Five Questions with Joan Myers
Gospel singer and songwriter Joan Myers is a woman with a passion for music. A dynamic performer, Myers has toured the Caribbean, Canada, the British Virgin Islands, and the United States as a backup and lead vocalist with celebrated gospel group Grace Thrillers, with whom she recorded two albums, Can’t even Walk and Make us One. Myers, who now resides in the United States, has also enjoyed international success as a solo artiste, and in 2000 recorded her solo album, Wanna Be Ur’s, at Freddie McGregor’s Big Ship Studio in St Andrew.
However, it has been a while since Myers – who pursued a degree in accounting at the City University of New York – has released a new album, although her presence is still very much felt in music circles with live performances, and also online since the COVID-19 pandemic. She told The Gleaner that the time is now and that she is ready to go back in the studio alongside her musical sibling, Benjy Myaz, who is also her producer.
Myers recently worked on a project to encourage persons of Caribbean heritage to register in the upcoming United States census. Born in Jamaica to Reverend and Mrs Myers, her musical development began at a place called Haddington in the hills of Hanover. Joan remains a proud Hanoverian and believes that God has called her as a strong woman to make Him famous among the feeble.
1. Why was it important to you to get involved in this census project?
The 2020 census is a very historic initiative in America because, for the first time, Caribbean immigrants and those of Caribbean ancestry are able to accurately self-identify on census forms not just as a race but of a specific ethnicity.
2. What was the creative/recording process like?
When I was asked initially by the executive producer of the 2020 census initiative, Gerry Hopkin, to be a part of this project, I was somewhat hesitant. I reached out to my brother Benjy Myaz – producer, singer, arranger of My Werks Music – with some lyrics that I wrote and told him that I wanted him to produce the music. He reviewed the lyrics and sent me the track. I had to rewrite some of the initial lyrics for it to flow, bearing in mind the overall picture of what census is all about. I then reached out to the executive producer and again, we altered the lyrics. It was exciting to just watch it all come together with me and my brother in different spaces, as well as Gerry.

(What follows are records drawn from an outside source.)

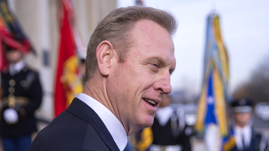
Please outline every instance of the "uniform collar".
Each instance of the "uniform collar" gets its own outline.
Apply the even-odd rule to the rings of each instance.
[[[22,60],[21,60],[16,63],[11,63],[9,65],[9,73],[11,75],[20,72],[25,66],[25,63]]]

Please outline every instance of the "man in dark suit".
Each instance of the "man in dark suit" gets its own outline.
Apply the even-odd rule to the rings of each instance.
[[[269,149],[267,136],[251,126],[252,103],[251,99],[246,98],[235,100],[232,103],[235,145],[231,151],[266,151]]]
[[[152,8],[111,12],[88,44],[83,93],[40,131],[30,150],[132,150],[127,136],[152,125],[172,90],[177,27],[170,13]]]
[[[5,45],[6,46],[6,45]],[[34,112],[41,103],[38,73],[26,67],[20,51],[5,47],[8,68],[1,73],[0,135],[4,150],[28,150],[37,131]]]

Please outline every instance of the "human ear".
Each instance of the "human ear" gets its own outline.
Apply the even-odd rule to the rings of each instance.
[[[109,75],[113,63],[114,50],[112,44],[108,41],[102,42],[96,48],[96,58],[101,74]]]

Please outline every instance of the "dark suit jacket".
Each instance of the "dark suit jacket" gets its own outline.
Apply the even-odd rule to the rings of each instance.
[[[38,133],[29,150],[119,149],[96,113],[75,97],[66,111]]]
[[[254,129],[252,129],[251,140],[249,147],[245,149],[244,151],[266,151],[268,149],[267,140],[266,139],[262,140],[262,135],[255,131]],[[263,149],[261,150],[260,148],[261,143],[263,143],[264,146]],[[231,151],[240,151],[238,150],[236,146],[235,146],[231,150]]]

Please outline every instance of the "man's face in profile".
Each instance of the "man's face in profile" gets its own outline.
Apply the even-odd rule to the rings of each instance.
[[[170,75],[176,66],[172,38],[157,24],[141,20],[131,35],[132,46],[125,62],[117,63],[108,76],[107,89],[128,135],[152,125],[163,95],[172,91]]]

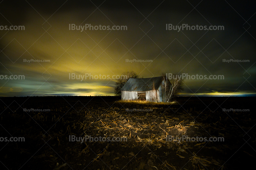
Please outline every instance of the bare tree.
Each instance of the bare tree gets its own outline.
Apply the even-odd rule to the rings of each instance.
[[[124,87],[129,79],[130,78],[137,79],[140,78],[140,76],[134,71],[126,71],[122,73],[120,78],[116,82],[115,86],[114,88],[115,94],[117,96],[121,96],[121,89]]]
[[[163,76],[161,85],[163,100],[164,102],[168,102],[183,90],[184,83],[181,77],[177,74],[173,74],[172,78],[169,80],[166,75]]]

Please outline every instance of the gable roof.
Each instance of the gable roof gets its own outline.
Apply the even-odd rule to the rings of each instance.
[[[121,91],[143,91],[156,90],[158,89],[163,80],[163,76],[150,78],[130,78],[121,89]]]

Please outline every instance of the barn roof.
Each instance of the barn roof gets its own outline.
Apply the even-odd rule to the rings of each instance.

3. Have you done other projects with your sibling?
I recorded a project with my brother a few years ago, and that includes an original piece written by him. It is a beautiful project overall.
4. What are the other works in the pipeline for you?
I recently had a conversation with my brother about going back in the studio. Yes! It is time. I am often asked, ‘when will you be doing some recording?’ and the response is “in the right time”. My brother and I lost both of our parents recently, and for me, taking time to care for them in the ailing phases of their lives was my priority. I did that and I am now ready for my new and passionate life.
5. How has COVID impacted you, and what lessons have been learnt?
The new normal of living through COVID-19 as a singer has afforded me to be more creative with my musical skills. The fact that events are currently not held where you can physically gather now calls for singers/musicians to find ways in which they can remain present and current within the industry. I do play the rhythm guitar and I am now able to go back to that craft and spend time redeveloping that skill. I also saw the opportunity in doing the 2020 Census PSA Jingle as a way of my being present and alive. Being prepared at all times is a lesson COVID has taught me in terms of my ability to use technology to its fullest by reaching people virtually networking/collaboration matters, and it works. I am therefore responding to this challenge with a kind of ingenuity from a creative mindset.